My own history as a programmer matches Paul’s very closely. I started with Java, which was annoying but not a bad language by any means. Then Python came along and seemed like a liberation from Java’s rigidity and verbosity. But Python, Ruby and others are showing their weaknesses, and it’s no mystery why people are turning to the newer generation of statically typed languages like Scala, Haskell, Go, etc.

People who haven’t been around as long don’t necessarily have this perspective.
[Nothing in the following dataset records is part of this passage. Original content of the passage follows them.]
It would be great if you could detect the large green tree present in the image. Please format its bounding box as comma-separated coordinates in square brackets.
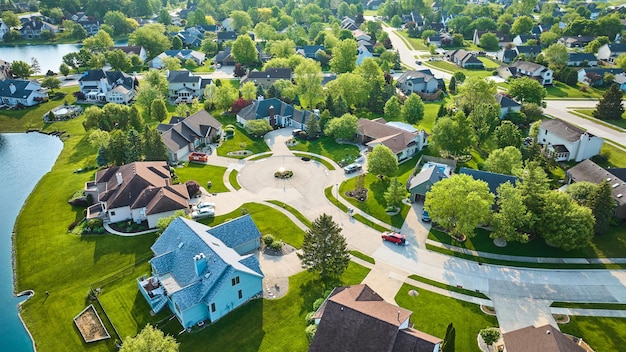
[298, 214, 350, 279]
[424, 174, 494, 238]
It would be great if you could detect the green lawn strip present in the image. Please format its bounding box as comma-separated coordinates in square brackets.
[409, 274, 489, 299]
[426, 243, 626, 270]
[175, 163, 228, 193]
[267, 200, 311, 228]
[395, 284, 498, 351]
[559, 316, 626, 351]
[228, 170, 241, 190]
[550, 302, 626, 310]
[293, 153, 335, 170]
[198, 203, 304, 248]
[350, 250, 376, 264]
[289, 136, 359, 164]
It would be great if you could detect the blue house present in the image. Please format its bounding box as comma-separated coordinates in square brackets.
[137, 215, 263, 328]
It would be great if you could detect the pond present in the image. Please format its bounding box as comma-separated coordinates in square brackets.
[0, 133, 63, 352]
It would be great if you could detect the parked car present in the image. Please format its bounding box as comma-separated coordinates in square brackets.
[381, 232, 406, 246]
[422, 209, 431, 222]
[343, 163, 362, 174]
[191, 208, 215, 219]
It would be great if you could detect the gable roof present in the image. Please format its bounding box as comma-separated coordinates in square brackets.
[503, 324, 586, 352]
[150, 217, 263, 311]
[309, 284, 441, 352]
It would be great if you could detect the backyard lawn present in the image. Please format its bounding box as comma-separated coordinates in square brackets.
[176, 163, 228, 193]
[395, 284, 498, 352]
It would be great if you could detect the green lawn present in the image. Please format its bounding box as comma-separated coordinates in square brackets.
[395, 284, 498, 352]
[289, 136, 359, 164]
[559, 316, 626, 351]
[176, 163, 228, 193]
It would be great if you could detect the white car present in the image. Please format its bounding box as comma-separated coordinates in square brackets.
[191, 208, 215, 219]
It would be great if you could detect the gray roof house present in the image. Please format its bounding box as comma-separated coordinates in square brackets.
[309, 284, 442, 352]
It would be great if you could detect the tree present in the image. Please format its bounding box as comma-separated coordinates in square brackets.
[485, 146, 522, 175]
[232, 34, 258, 65]
[383, 95, 401, 121]
[120, 324, 178, 352]
[384, 177, 406, 209]
[509, 77, 547, 105]
[543, 43, 569, 69]
[367, 144, 398, 177]
[592, 84, 624, 120]
[324, 114, 358, 140]
[401, 94, 424, 124]
[298, 214, 350, 279]
[536, 191, 595, 251]
[424, 174, 494, 238]
[150, 99, 167, 122]
[11, 60, 33, 78]
[330, 39, 357, 74]
[41, 76, 61, 92]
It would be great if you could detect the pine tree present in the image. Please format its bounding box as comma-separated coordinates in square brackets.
[298, 214, 350, 279]
[593, 84, 624, 120]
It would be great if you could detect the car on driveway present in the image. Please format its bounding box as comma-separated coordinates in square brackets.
[191, 207, 215, 219]
[381, 232, 406, 246]
[343, 163, 362, 174]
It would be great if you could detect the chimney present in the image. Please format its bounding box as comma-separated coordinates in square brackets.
[193, 253, 207, 276]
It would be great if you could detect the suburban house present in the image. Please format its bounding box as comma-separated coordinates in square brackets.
[537, 119, 604, 162]
[598, 43, 626, 63]
[157, 110, 222, 161]
[309, 284, 442, 352]
[150, 49, 206, 68]
[241, 68, 291, 89]
[78, 69, 137, 104]
[397, 69, 444, 95]
[406, 156, 456, 202]
[85, 161, 189, 228]
[19, 20, 59, 39]
[110, 45, 148, 62]
[578, 67, 624, 86]
[446, 49, 485, 69]
[498, 61, 553, 86]
[137, 215, 263, 329]
[495, 324, 591, 352]
[356, 118, 428, 162]
[567, 53, 598, 66]
[496, 93, 522, 119]
[237, 97, 319, 131]
[0, 79, 48, 106]
[165, 70, 211, 104]
[565, 159, 626, 219]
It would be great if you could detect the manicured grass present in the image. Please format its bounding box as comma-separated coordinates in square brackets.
[267, 200, 311, 228]
[395, 284, 498, 351]
[559, 316, 626, 351]
[293, 153, 335, 170]
[228, 170, 241, 190]
[176, 163, 228, 193]
[409, 274, 489, 299]
[350, 250, 376, 264]
[546, 81, 603, 99]
[198, 203, 304, 248]
[289, 136, 359, 164]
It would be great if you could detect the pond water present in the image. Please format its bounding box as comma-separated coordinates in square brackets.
[0, 133, 63, 352]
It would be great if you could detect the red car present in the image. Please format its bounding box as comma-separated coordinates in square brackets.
[381, 232, 406, 246]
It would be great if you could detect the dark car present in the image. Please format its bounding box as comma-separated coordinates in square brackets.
[381, 232, 406, 246]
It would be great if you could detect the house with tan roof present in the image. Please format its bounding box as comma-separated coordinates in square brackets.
[85, 161, 189, 228]
[537, 119, 604, 162]
[357, 118, 428, 162]
[309, 284, 442, 352]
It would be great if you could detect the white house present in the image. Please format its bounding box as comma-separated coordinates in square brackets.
[537, 119, 604, 162]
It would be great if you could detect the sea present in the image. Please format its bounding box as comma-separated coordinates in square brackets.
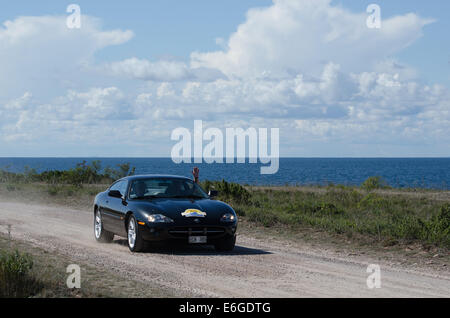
[0, 158, 450, 190]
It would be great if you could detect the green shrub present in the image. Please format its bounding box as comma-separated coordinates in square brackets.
[200, 180, 251, 203]
[0, 250, 42, 298]
[361, 176, 389, 191]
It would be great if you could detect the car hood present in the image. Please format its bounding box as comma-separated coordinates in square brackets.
[131, 198, 234, 221]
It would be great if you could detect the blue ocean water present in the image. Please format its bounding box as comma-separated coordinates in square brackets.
[0, 158, 450, 189]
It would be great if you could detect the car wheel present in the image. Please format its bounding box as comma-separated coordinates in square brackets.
[214, 235, 236, 252]
[127, 215, 145, 252]
[94, 211, 114, 243]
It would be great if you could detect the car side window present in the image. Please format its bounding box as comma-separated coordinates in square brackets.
[109, 181, 127, 195]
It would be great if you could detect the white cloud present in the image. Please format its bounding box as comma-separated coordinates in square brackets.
[0, 16, 133, 101]
[103, 58, 224, 82]
[191, 0, 432, 77]
[0, 0, 450, 156]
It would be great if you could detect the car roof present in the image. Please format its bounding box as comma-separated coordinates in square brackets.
[120, 174, 192, 181]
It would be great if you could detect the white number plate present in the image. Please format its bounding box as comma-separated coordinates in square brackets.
[189, 236, 206, 244]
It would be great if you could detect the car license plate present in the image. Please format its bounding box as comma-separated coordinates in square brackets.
[189, 236, 206, 244]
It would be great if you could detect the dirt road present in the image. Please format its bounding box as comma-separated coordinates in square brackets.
[0, 202, 450, 298]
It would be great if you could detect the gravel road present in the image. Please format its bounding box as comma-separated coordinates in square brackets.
[0, 202, 450, 298]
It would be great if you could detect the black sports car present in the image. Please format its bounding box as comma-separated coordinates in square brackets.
[94, 175, 237, 252]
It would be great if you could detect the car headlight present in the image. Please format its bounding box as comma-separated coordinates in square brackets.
[220, 213, 236, 223]
[147, 214, 173, 223]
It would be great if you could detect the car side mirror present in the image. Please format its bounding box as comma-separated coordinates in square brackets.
[208, 190, 219, 198]
[108, 190, 122, 199]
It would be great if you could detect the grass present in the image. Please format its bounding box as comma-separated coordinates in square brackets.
[203, 178, 450, 249]
[0, 235, 176, 298]
[0, 250, 43, 298]
[0, 177, 450, 250]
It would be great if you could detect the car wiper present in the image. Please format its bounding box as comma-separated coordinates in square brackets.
[133, 195, 162, 200]
[171, 194, 206, 199]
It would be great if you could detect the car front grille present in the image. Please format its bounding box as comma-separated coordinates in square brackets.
[169, 227, 225, 237]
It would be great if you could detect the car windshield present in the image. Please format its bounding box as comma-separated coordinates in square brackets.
[129, 177, 209, 199]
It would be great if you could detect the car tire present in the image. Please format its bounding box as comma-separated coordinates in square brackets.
[94, 210, 114, 243]
[127, 215, 146, 253]
[214, 235, 236, 252]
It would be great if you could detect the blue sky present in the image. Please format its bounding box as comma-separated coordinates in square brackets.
[0, 0, 450, 86]
[0, 0, 450, 157]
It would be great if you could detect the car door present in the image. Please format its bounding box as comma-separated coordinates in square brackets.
[102, 180, 128, 236]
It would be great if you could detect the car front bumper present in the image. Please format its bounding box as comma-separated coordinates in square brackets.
[139, 223, 237, 244]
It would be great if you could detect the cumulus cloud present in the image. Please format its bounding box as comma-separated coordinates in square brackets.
[0, 16, 133, 100]
[103, 58, 224, 82]
[0, 0, 450, 156]
[191, 0, 432, 77]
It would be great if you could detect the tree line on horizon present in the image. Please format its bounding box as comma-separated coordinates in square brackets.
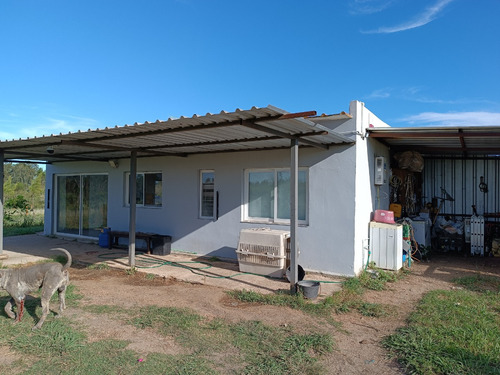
[3, 163, 45, 226]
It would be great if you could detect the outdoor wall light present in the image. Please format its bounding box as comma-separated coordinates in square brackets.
[108, 160, 118, 168]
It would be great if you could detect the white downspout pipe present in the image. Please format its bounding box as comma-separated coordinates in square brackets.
[128, 151, 137, 268]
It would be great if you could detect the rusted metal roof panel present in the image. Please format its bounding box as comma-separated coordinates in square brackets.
[367, 126, 500, 157]
[0, 106, 353, 163]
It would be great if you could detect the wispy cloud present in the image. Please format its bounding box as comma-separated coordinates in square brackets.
[361, 0, 455, 34]
[349, 0, 396, 15]
[364, 88, 393, 99]
[0, 113, 99, 140]
[397, 111, 500, 126]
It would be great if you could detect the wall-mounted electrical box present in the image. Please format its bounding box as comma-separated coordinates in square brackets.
[374, 156, 385, 185]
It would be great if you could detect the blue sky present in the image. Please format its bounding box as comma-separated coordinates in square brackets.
[0, 0, 500, 140]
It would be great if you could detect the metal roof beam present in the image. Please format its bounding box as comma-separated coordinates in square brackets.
[368, 129, 500, 138]
[241, 121, 328, 150]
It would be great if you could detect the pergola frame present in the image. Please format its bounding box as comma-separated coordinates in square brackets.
[0, 106, 353, 292]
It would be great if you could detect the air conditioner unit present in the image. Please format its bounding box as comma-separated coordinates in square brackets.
[370, 221, 403, 271]
[236, 228, 290, 278]
[374, 156, 385, 185]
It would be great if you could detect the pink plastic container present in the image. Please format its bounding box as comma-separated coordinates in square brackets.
[373, 210, 395, 224]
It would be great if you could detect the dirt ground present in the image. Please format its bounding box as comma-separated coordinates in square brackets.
[0, 256, 500, 375]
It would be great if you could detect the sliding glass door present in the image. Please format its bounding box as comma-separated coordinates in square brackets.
[56, 175, 108, 237]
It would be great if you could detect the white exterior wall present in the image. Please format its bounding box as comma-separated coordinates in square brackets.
[350, 101, 390, 273]
[45, 102, 389, 276]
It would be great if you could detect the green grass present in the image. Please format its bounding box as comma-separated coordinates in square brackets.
[384, 276, 500, 374]
[87, 263, 111, 270]
[227, 269, 405, 319]
[0, 285, 334, 375]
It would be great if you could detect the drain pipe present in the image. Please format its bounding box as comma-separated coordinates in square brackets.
[0, 150, 7, 259]
[290, 138, 299, 294]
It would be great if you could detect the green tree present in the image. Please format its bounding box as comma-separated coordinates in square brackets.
[4, 163, 45, 209]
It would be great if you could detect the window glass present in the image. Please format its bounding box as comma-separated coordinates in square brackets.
[144, 173, 162, 206]
[248, 172, 274, 219]
[200, 171, 215, 218]
[246, 169, 308, 222]
[126, 173, 162, 207]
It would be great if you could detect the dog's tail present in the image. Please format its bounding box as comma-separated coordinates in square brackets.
[50, 247, 73, 271]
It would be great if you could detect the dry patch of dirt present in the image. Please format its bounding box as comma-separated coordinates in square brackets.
[4, 257, 500, 375]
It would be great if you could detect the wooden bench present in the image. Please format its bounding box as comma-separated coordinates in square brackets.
[108, 230, 158, 254]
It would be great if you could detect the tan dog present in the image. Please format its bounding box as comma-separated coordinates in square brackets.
[0, 248, 72, 329]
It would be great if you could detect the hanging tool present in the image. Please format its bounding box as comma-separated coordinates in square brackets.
[432, 188, 454, 225]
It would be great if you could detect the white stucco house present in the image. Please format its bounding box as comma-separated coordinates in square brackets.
[0, 101, 498, 276]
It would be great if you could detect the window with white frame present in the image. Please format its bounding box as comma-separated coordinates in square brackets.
[200, 170, 215, 219]
[125, 172, 162, 207]
[244, 168, 308, 224]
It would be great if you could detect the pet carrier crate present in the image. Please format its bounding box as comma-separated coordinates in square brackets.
[236, 228, 290, 278]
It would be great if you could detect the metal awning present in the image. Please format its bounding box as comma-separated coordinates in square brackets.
[0, 106, 353, 163]
[367, 126, 500, 158]
[0, 106, 355, 292]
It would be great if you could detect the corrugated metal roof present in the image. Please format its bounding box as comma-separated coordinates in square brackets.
[0, 106, 354, 163]
[367, 126, 500, 157]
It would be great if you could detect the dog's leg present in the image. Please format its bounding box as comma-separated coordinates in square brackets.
[4, 298, 16, 319]
[32, 285, 57, 330]
[14, 298, 24, 323]
[57, 285, 66, 318]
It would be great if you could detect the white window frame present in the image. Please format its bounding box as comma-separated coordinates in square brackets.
[198, 169, 217, 220]
[124, 171, 163, 208]
[241, 167, 309, 225]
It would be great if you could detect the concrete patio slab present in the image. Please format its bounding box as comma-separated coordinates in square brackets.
[0, 234, 341, 300]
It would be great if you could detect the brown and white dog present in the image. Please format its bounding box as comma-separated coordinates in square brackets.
[0, 248, 72, 329]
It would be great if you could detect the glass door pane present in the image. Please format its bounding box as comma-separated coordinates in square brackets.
[57, 176, 80, 234]
[80, 175, 108, 237]
[56, 175, 108, 237]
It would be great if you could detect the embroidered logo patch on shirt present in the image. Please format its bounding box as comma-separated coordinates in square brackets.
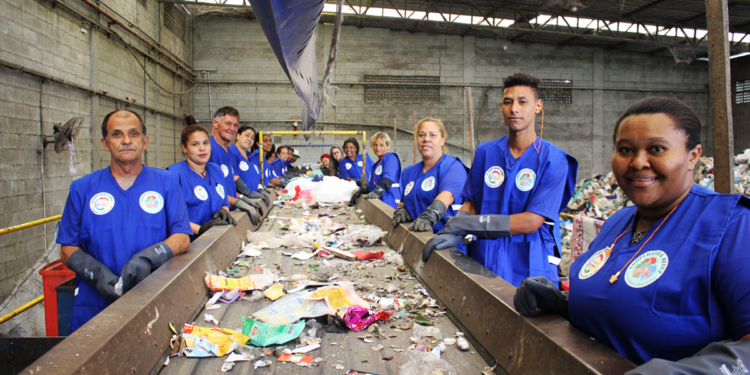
[138, 191, 164, 214]
[89, 193, 115, 215]
[216, 184, 224, 199]
[484, 166, 505, 188]
[578, 249, 609, 280]
[193, 185, 208, 201]
[516, 168, 536, 191]
[404, 181, 414, 195]
[625, 250, 669, 288]
[422, 176, 435, 191]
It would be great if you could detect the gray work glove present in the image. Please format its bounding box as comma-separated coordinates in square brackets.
[422, 211, 472, 262]
[214, 208, 237, 226]
[67, 250, 122, 303]
[513, 276, 568, 319]
[120, 242, 174, 294]
[234, 199, 260, 225]
[393, 204, 413, 229]
[409, 200, 448, 232]
[198, 219, 236, 237]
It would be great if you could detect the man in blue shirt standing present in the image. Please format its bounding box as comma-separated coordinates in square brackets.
[57, 109, 192, 332]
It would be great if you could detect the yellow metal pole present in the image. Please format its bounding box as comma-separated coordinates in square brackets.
[258, 131, 266, 188]
[0, 295, 44, 324]
[0, 215, 62, 234]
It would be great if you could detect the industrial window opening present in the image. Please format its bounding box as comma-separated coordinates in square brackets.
[539, 79, 573, 104]
[734, 79, 750, 104]
[365, 75, 440, 103]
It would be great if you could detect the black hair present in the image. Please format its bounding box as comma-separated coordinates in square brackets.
[341, 138, 359, 154]
[102, 108, 146, 139]
[214, 107, 240, 119]
[503, 73, 542, 99]
[612, 96, 701, 151]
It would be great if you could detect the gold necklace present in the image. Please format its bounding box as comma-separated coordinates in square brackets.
[607, 204, 680, 284]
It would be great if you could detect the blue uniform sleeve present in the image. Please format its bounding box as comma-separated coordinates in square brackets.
[164, 172, 192, 236]
[437, 160, 468, 204]
[526, 157, 569, 220]
[711, 203, 750, 340]
[57, 181, 86, 247]
[382, 154, 401, 182]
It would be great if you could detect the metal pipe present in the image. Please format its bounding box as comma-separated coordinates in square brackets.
[706, 0, 734, 194]
[0, 215, 62, 235]
[81, 0, 197, 77]
[0, 295, 44, 324]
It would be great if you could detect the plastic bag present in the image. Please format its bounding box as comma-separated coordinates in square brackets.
[398, 350, 457, 375]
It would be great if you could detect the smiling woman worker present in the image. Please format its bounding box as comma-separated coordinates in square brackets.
[393, 117, 468, 235]
[350, 132, 401, 208]
[339, 138, 372, 186]
[167, 124, 237, 241]
[514, 98, 750, 374]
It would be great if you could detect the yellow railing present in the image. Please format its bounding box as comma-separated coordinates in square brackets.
[258, 130, 367, 186]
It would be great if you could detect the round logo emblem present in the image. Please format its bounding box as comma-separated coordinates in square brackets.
[404, 181, 414, 195]
[516, 168, 536, 191]
[216, 184, 224, 199]
[484, 166, 505, 188]
[138, 191, 164, 214]
[89, 193, 115, 215]
[578, 249, 609, 280]
[422, 176, 435, 191]
[625, 250, 669, 288]
[193, 185, 208, 201]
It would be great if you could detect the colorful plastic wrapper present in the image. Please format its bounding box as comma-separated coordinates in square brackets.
[344, 306, 393, 332]
[242, 317, 305, 346]
[182, 324, 250, 357]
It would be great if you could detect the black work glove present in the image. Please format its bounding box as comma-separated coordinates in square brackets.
[409, 200, 448, 232]
[67, 250, 123, 303]
[513, 276, 568, 319]
[349, 186, 369, 206]
[198, 219, 229, 237]
[246, 190, 271, 207]
[214, 208, 237, 226]
[240, 195, 263, 212]
[234, 199, 260, 225]
[393, 204, 413, 228]
[120, 242, 174, 294]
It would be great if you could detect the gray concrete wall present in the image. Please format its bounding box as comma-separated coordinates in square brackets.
[193, 17, 711, 178]
[0, 0, 193, 298]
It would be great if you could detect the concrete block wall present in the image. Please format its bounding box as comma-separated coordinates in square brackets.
[0, 0, 193, 299]
[193, 17, 711, 182]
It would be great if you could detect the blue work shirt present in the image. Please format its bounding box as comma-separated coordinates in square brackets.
[167, 160, 230, 241]
[568, 185, 750, 366]
[367, 152, 401, 208]
[339, 154, 373, 182]
[208, 135, 237, 201]
[464, 136, 578, 287]
[229, 145, 260, 191]
[57, 166, 193, 333]
[399, 154, 468, 233]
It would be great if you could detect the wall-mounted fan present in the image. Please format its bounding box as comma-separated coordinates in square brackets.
[43, 117, 83, 154]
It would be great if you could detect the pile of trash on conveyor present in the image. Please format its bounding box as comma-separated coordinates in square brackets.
[165, 176, 473, 375]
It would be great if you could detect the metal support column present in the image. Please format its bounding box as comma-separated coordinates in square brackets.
[706, 0, 734, 194]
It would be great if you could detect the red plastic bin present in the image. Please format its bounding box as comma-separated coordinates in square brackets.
[39, 259, 76, 336]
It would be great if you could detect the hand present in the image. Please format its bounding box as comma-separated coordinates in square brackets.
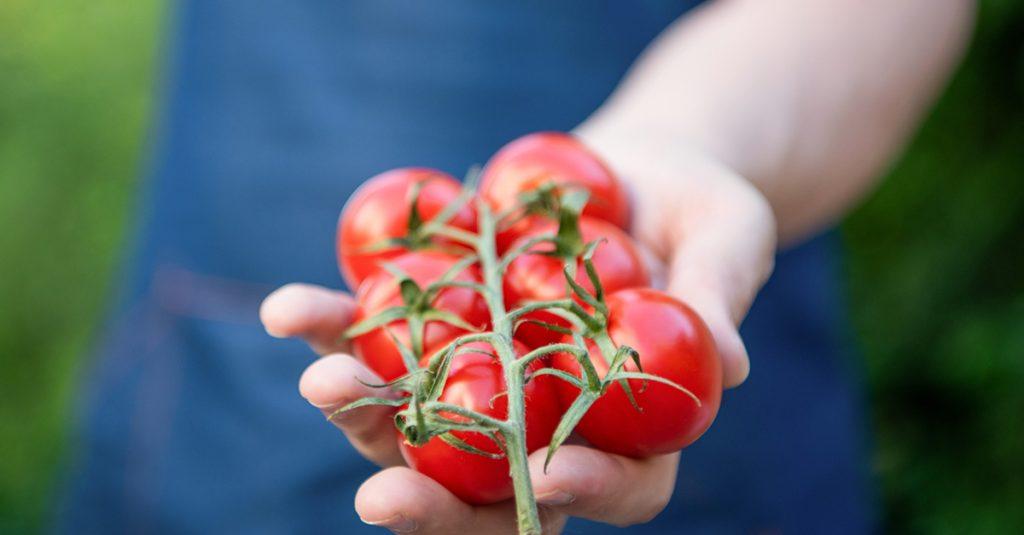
[577, 127, 777, 387]
[261, 132, 775, 534]
[260, 284, 679, 534]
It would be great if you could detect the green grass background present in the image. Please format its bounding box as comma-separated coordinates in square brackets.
[0, 0, 1024, 533]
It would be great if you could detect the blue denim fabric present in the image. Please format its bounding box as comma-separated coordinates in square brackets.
[55, 0, 871, 533]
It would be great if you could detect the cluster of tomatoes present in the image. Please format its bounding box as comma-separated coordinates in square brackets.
[337, 132, 722, 504]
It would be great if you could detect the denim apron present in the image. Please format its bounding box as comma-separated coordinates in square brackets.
[55, 0, 872, 533]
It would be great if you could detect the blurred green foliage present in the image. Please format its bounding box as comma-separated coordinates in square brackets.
[0, 0, 1024, 533]
[845, 0, 1024, 534]
[0, 0, 162, 533]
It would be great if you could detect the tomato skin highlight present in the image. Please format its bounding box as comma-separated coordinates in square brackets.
[552, 288, 722, 457]
[352, 251, 490, 381]
[336, 167, 476, 289]
[480, 132, 630, 251]
[503, 217, 650, 347]
[398, 342, 561, 505]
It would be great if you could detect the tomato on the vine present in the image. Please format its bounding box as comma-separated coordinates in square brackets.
[398, 342, 561, 505]
[504, 216, 650, 347]
[480, 132, 630, 250]
[337, 167, 476, 289]
[352, 251, 489, 381]
[552, 288, 722, 457]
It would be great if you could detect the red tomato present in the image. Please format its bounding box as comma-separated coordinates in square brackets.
[552, 288, 722, 457]
[504, 217, 650, 347]
[352, 251, 489, 381]
[337, 167, 476, 289]
[398, 342, 561, 505]
[480, 132, 630, 250]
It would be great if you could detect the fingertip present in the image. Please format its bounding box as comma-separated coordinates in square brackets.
[529, 445, 617, 506]
[299, 354, 389, 409]
[716, 323, 751, 388]
[259, 283, 308, 338]
[355, 466, 470, 531]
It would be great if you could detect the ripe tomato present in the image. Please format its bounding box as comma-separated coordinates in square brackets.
[504, 217, 650, 347]
[337, 167, 476, 289]
[398, 342, 561, 505]
[552, 288, 722, 457]
[352, 251, 489, 381]
[480, 132, 630, 250]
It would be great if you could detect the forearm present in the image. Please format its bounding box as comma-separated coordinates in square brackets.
[581, 0, 974, 241]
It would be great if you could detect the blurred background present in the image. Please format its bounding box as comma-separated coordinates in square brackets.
[0, 0, 1024, 533]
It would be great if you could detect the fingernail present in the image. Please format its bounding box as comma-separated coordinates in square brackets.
[359, 515, 418, 533]
[537, 491, 575, 505]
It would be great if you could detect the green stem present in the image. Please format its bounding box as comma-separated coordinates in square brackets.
[477, 202, 541, 535]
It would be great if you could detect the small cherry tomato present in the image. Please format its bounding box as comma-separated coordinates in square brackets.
[337, 167, 476, 289]
[504, 217, 650, 347]
[552, 288, 722, 457]
[352, 251, 489, 381]
[398, 342, 561, 505]
[480, 132, 630, 250]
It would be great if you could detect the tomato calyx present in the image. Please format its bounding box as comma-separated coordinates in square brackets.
[342, 254, 482, 371]
[358, 169, 479, 253]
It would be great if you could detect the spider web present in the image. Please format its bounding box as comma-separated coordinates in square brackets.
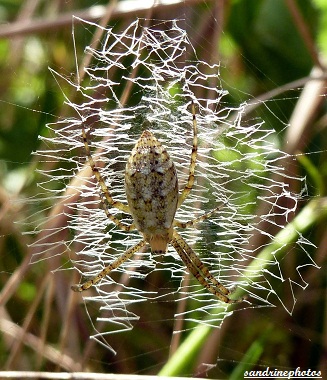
[28, 19, 315, 347]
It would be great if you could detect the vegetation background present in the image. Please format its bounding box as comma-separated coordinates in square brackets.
[0, 0, 327, 379]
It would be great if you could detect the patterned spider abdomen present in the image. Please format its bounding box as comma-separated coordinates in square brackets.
[125, 131, 178, 253]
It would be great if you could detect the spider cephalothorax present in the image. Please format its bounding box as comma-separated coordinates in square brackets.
[72, 102, 238, 303]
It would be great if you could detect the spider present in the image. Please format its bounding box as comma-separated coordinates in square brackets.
[71, 101, 240, 303]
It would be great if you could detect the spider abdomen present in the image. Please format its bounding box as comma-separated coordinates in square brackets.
[125, 131, 178, 252]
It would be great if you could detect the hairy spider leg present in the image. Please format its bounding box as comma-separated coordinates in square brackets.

In retrospect, it’s interesting to me how we programmers “got sold” on dynamic languages, from a cultural perspective. You might recall that a big selling point was using simple text editors rather than IDEs, and there was this sense that writing code this way made you closer to the software somehow. Java was corporate, while Python was hand-crafted. There was a vague implicit notion of “artisanal” programming in these circles.

The upshot, of course, is that every time you read a chunk of code or call a function or method, your brain has to do a lot of the work that a statically typed language would be able to enforce and verify for you. But in a dynamic language, you won’t know what happens until the code runs. In large measure, the quality of software hinges on how much you can tell, a priori, about code before it runs at all. In a dynamic world, anything can happen, and often does.

This is a nightmare, pure and simple. Much of the strong focus on writing automated tests is to basically make up for the lack of static typing.

True artisanship lies in design: namely, thinking hard about the data structures and code organization you’re committing to. It’s not about being able to take liberties that can result in things that make no sense to the machine and that can cause errors at runtime that could have been caught beforehand.